Beim Kläger besteht ferner eine Funktionsbehinderung der Wirbelsäule bei degenerativen Verschleißerscheinungen der Halswirbelsäule (HWS) und der Lendenwirbelsäule (LWS), die immer wieder zu Reizzuständen führen. Dies folgt aus dem Gutachten des Orthopäden Dr. R., das dieser für das SG erstattet hat. Ob beim Kläger tatsächlich mittelgradige funktionelle Auswirkungen (Verformung, häufig rezidivierende oder anhaltende Bewegungseinschränkung oder Instabilität mittleren Grades, häufig rezidivierende und Tage andauernde Wirbelsäulensyndrome) in zwei Wirbelsäulenabschnitten iSd AHP vorliegen, wie dies der Sachverständige annimmt, lässt sich dem Gutachten nicht zwingend entnehmen. Dennoch geht der Senat zugunsten des Klägers davon aus, dass dies der Fall ist. Daher ist es sachgerecht, hierfür einen Einzel-GdB von 30 anzunehmen.

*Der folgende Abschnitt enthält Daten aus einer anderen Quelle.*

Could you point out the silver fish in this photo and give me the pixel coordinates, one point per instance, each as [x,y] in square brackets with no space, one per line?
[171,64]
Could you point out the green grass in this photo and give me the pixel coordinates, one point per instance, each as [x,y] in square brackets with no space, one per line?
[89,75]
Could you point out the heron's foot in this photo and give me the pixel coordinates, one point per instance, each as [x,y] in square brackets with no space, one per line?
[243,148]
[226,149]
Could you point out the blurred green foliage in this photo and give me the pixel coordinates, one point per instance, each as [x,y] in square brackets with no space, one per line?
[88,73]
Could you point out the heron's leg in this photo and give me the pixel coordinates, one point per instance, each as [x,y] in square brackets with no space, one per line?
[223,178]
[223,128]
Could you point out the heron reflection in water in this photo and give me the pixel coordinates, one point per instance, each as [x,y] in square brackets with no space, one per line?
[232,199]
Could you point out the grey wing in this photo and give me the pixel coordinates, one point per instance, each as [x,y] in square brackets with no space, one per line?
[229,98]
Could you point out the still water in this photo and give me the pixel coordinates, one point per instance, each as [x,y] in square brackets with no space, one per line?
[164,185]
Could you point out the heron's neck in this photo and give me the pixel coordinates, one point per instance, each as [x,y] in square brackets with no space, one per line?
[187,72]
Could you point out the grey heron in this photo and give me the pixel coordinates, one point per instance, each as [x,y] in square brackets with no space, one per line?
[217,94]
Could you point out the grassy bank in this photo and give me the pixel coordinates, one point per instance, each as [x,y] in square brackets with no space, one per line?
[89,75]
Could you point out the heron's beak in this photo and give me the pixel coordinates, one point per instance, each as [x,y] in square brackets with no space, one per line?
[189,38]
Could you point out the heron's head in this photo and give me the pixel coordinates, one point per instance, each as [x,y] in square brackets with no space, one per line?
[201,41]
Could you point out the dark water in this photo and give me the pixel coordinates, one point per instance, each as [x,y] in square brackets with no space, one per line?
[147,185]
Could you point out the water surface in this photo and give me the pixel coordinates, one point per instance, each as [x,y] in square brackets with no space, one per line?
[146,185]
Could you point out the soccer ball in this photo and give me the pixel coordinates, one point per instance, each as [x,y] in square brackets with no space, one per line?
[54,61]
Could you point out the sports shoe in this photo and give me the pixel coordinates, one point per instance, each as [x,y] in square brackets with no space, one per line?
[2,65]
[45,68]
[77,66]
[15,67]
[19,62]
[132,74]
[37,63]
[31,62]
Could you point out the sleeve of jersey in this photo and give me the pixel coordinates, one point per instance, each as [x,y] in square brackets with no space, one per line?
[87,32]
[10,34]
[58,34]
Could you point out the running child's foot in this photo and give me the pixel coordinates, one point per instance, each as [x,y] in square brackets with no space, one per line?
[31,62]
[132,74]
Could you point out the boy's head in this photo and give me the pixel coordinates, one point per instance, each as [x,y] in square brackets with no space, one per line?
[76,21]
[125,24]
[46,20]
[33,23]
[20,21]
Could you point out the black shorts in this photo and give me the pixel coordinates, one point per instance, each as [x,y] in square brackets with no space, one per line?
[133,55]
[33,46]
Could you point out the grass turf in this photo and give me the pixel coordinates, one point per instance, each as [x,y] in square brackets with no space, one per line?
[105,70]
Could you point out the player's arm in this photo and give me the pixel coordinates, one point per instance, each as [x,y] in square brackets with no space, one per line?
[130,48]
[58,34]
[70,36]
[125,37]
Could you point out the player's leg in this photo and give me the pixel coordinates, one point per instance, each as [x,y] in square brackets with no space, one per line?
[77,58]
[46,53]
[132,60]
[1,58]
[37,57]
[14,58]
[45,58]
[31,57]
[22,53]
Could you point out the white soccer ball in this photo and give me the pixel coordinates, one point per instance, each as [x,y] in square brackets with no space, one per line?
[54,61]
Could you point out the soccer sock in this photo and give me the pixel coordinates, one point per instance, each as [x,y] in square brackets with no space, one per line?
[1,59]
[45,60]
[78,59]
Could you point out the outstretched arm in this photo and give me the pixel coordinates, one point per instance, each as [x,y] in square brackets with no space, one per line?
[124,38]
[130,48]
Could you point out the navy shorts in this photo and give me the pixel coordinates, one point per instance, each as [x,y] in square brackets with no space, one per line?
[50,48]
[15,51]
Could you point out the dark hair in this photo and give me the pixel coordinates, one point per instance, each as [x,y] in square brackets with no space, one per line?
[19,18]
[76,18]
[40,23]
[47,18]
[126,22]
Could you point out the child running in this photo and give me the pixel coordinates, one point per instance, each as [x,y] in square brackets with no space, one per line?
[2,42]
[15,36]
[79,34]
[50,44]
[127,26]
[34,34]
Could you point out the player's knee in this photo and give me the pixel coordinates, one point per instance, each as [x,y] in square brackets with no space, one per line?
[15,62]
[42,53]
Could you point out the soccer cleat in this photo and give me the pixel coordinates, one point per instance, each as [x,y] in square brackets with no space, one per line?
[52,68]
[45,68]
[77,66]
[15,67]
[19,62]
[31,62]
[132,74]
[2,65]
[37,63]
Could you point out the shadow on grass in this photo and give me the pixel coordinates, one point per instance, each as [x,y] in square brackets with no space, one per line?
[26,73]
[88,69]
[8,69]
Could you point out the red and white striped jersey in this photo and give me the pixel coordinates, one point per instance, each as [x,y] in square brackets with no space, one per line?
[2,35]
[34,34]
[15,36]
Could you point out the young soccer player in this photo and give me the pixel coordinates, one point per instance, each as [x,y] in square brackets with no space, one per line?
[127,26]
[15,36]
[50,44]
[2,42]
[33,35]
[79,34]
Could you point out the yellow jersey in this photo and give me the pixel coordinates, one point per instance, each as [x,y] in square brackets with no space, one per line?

Weitere mit Funktionsbeeinträchtigungen verbundene Gesundheitsstörungen, die für sich einen GdB von mehr als 10 bedingen, liegen nicht vor. Dies wird für den orthopädischen Bereich im Gutachten des Dr. R. ausführlich dargelegt. Der Senat schließt sich dem an. Bei dem vom Kläger im Berufungsverfahren geltend gemachten Prostataadenom richtet sich der GdB nach den Harnentleerungsstörungen und der Rückwirkung auf die Nierenfunktion (AHP Kap. 26.13. S. 94). Da nach der am 21.05.2007 in der Urologischen Klinik in Ludwigsburg vorgenommenen transurethralen Resektion der Prostata (Abtragung von Gewebe) keine Harnentleerungsstörungen aufgetreten bzw. nachgewiesen sind, liegt keine Funktionsbeeinträchtigung (mehr) vor.

In Übereinstimmung mit dem Beklagten und dem SG erachtet es der Senat als ausreichend, dass der durch die Hörstörung (mit Tinnitus) bedingte GdB von 30 aufgrund der Wirbelsäulenbeschwerden, die für sich genommen ebenfalls einen GdB von 30 bedingen, um 10 auf 40 angehoben wird, um dem Gesamtbehinderungszustand des Klägers gerecht zu werden. Eine Anhebung auf 50 ist nicht zu begründen. Der Senat folgt damit auch in diesem Punkt dem gerichtlichen Sachverständigen, der ebenfalls einen Gesamt-GdB von 40 vorgeschlagen hat. Eine Anhebung auf 40 erscheint deshalb ausreichend, weil sich der GdB bei Wirbelsäulenschäden in erster Linie aus dem Ausmaß der Bewegungseinschränkung, der Wirbelsäulenverformung und der Wirbelsäuleninstabilität ergibt (AHP Kap. 26.18 S. 115) und gemessen daran eine Bewertung des Einzel-GdB mit 30 als großzügig anzusehen ist. Der Sachverständige hat, worauf der Beklagte zutreffend hingewiesen hat, seine Einschätzung weniger auf den klinischen Befund als vielmehr auf das Ausmaß der mit Hilfe bildgebender Verfahren erkennbaren degenerativen Veränderungen gestützt.

Die Kostenentscheidung beruht auf § 193 SGG.

Gründe für die Zulassung der Revision liegen nicht vor.